I've since withdrawn from Keep the Change - I was never charged any fees for it, but I found it difficult to balance my checkbook with the constant transferring of funds from one account to another. Also, I'm much less pleased with Bank of America than I used to be.

Guest's picture
Dave

Initially "Keep the Change" seemed like a great idea. But I didn't use my BoA debit card much and the Regular Savings account they linked to it went largely ignored. I also failed to read the fine print: if you fail to meet certain criteria (not transferring $25/mo into the account, etc) they assess $5/mo fee to your "savings account." Of course this schedule of fees is not disclosed to you up front. So essentially BoA ends up siphoning your change in their coffers through assessing this "Maintenance nce" fee. When I tried to close the account, they would not refund the assessed fees. Looks like BoA kept my change instead!!!

During the Introductory period Keep the Change seems like a great way to pocket some cash. Thereafter, it's not such a great deal. Do the math: you can earn up to 5% cash back with the maximum of $250 dollars. $250 dollars is 5% of $5000. That means in order to earn $250 annually (outside of the promotion period) you would need to perform, at the minimum, 5000 debit transactions where the balance ended in ".00" and $1.00 was transferred through Keep the Change to your "savings" account each time. Of course the actual amount transferred to your account varies significantly (between 1 and 100 cents) and is usually much less than $1, so you can imagine how many annual transactions one would have to perform to actually accrue a substantial amount of money!

Guest's picture
Guest

I signed up on Friday. By Saturday, I had made several purchases with my check card. I checked my acct. oline. Although I was clearly enrolled in Keep The Change--none of the purchase amounts had been rounded up. So, I contacted a B of A representative online.
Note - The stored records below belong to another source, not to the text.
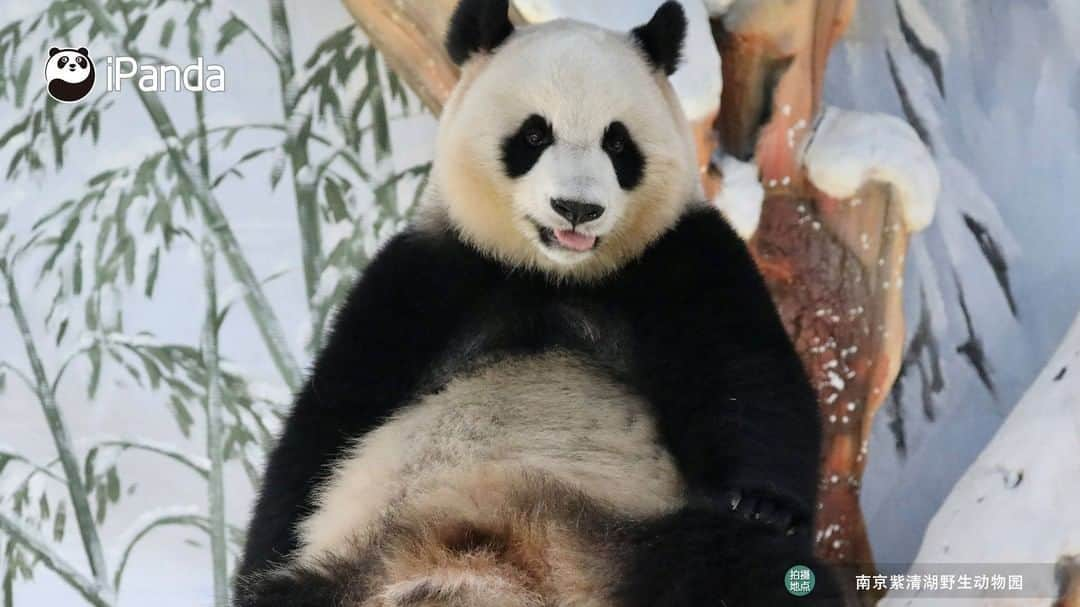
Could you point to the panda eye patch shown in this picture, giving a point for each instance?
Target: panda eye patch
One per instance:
(523, 148)
(625, 157)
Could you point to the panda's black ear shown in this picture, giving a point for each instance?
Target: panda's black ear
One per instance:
(663, 36)
(477, 26)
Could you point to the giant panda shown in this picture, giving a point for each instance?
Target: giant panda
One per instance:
(565, 385)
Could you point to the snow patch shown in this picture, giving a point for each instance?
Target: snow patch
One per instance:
(1016, 502)
(851, 148)
(698, 81)
(717, 7)
(741, 197)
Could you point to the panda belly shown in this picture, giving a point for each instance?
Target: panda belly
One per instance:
(490, 437)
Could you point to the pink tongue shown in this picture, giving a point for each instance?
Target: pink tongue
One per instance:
(575, 241)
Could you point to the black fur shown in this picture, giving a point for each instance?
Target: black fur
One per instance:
(477, 26)
(698, 556)
(663, 36)
(689, 325)
(625, 156)
(523, 148)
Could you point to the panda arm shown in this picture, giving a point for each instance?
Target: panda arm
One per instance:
(399, 318)
(731, 398)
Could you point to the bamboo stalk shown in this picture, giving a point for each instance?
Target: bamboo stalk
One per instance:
(304, 183)
(215, 434)
(266, 321)
(25, 536)
(62, 440)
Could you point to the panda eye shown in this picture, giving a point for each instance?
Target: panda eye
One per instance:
(615, 145)
(536, 138)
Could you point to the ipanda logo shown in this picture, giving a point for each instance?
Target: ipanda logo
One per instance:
(69, 75)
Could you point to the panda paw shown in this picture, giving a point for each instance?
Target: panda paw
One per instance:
(781, 513)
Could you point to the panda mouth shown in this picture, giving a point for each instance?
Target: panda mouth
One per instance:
(569, 240)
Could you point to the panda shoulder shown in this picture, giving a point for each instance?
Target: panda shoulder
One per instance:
(701, 229)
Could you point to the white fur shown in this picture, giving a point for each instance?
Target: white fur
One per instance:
(467, 446)
(580, 78)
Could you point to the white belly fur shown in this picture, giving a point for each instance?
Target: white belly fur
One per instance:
(550, 415)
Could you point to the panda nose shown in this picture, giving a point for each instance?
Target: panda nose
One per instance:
(576, 211)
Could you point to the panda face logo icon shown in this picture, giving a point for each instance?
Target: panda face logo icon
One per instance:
(69, 75)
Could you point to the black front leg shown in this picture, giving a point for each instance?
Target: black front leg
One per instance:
(399, 319)
(731, 398)
(699, 556)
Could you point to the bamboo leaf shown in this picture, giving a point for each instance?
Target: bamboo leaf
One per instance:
(166, 32)
(230, 29)
(22, 78)
(151, 275)
(335, 201)
(277, 171)
(135, 28)
(59, 522)
(62, 332)
(77, 272)
(95, 371)
(88, 469)
(112, 484)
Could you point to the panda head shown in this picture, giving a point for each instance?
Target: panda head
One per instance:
(69, 73)
(564, 147)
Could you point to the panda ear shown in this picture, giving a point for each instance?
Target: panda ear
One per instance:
(663, 36)
(477, 26)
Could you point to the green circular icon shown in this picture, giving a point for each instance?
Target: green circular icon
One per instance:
(799, 580)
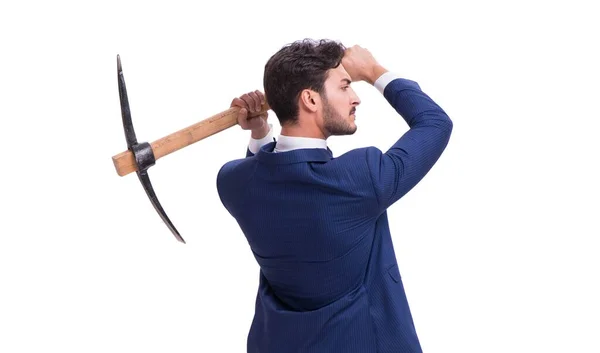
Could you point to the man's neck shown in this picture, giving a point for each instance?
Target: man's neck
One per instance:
(302, 131)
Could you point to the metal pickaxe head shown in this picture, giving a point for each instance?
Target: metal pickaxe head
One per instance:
(142, 153)
(141, 156)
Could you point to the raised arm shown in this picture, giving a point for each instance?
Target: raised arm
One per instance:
(399, 169)
(261, 131)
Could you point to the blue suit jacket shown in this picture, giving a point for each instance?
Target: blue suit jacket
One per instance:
(318, 228)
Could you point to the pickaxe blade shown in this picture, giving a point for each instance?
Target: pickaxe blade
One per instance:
(140, 156)
(142, 153)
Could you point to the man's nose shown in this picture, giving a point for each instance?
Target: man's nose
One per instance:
(355, 100)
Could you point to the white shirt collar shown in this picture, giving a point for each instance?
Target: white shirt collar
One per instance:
(289, 143)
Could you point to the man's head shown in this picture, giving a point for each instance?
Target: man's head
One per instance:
(309, 90)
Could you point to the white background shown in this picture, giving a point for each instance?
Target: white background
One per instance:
(496, 246)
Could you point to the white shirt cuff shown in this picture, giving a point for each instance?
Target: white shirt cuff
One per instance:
(255, 145)
(384, 80)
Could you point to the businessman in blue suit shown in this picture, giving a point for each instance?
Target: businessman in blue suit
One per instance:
(317, 224)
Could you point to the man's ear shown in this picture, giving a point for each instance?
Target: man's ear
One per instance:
(310, 100)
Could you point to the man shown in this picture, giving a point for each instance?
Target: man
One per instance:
(317, 225)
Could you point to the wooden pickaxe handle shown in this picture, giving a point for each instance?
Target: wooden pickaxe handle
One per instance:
(125, 163)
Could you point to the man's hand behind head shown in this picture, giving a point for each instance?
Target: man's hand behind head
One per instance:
(361, 65)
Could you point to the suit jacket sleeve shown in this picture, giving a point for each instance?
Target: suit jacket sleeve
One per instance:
(399, 169)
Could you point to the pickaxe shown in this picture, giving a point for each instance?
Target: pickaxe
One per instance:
(141, 156)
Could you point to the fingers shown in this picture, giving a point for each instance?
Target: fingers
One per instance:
(250, 103)
(253, 100)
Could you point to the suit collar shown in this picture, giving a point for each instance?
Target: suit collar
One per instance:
(267, 155)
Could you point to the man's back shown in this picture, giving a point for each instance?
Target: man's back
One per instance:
(317, 226)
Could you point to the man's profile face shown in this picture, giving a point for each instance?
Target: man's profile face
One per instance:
(339, 103)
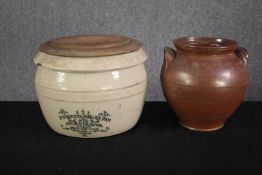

This is amazing, the rep told me that, yes I was enrolled and on Monday or Tuesday--the "change" would be put into my savings accout. I mentioned that the amounts had not been rounded off in my checking account (I was looking at it online) and the rep. said, they wont be. On Monday or Tuesday, they will calculate the TOTAL amount of change resulting from the purchases, subtract that whole amount from my checking and move it to the savings side of my account. This sounds like a nightmare to track and balance. Im hoping the rep. has misunderstood the process.

Guest's picture
Guest

I had the BoA promotion for about a few months, and for the first couple of months things were fine. However, soon after I started noticing the $3 monthly maintenance fee. Typical BoA scam. I was basically being charged for moving my money around. Lesson learned.

Guest's picture
Bob

Couldn't I just sign up for the program (assuming I keep a decent checking balance), go to the gas station, pump about .01 cent of gas in my car repeatedly for 253 straight transactions. If I average .02 cents of gas per fill up, this would take 256 transactions at the pump and so on. This would allow me to capitalize on the free $250 that BofA would allow during their promotion and then quit the program. I would have to keep 250 dollars in my checking account so I wouldn't overdraft. I'd have to read the fine print (# of transactions, quitting the program, etc). Maybe I can scam BofA for once!!!

Guest's picture
Guest

This promo is not worth risking use of a Debit Card. identity theft is rampant and the last thing you want is to be using your debit card extensively. if the money is stolen, you wont have it for a long time.

and the worst part is the 5% matching after the first 3 months. so the $70 you are talking about would be matched by just $3.5 after the first 3 months. but the bank actually makes 1% interchange fee from the merchants for every $1 you spend. which means say you spend $4.99 . the bank makes 5Cents. but only matches 5% of 1 cent to you.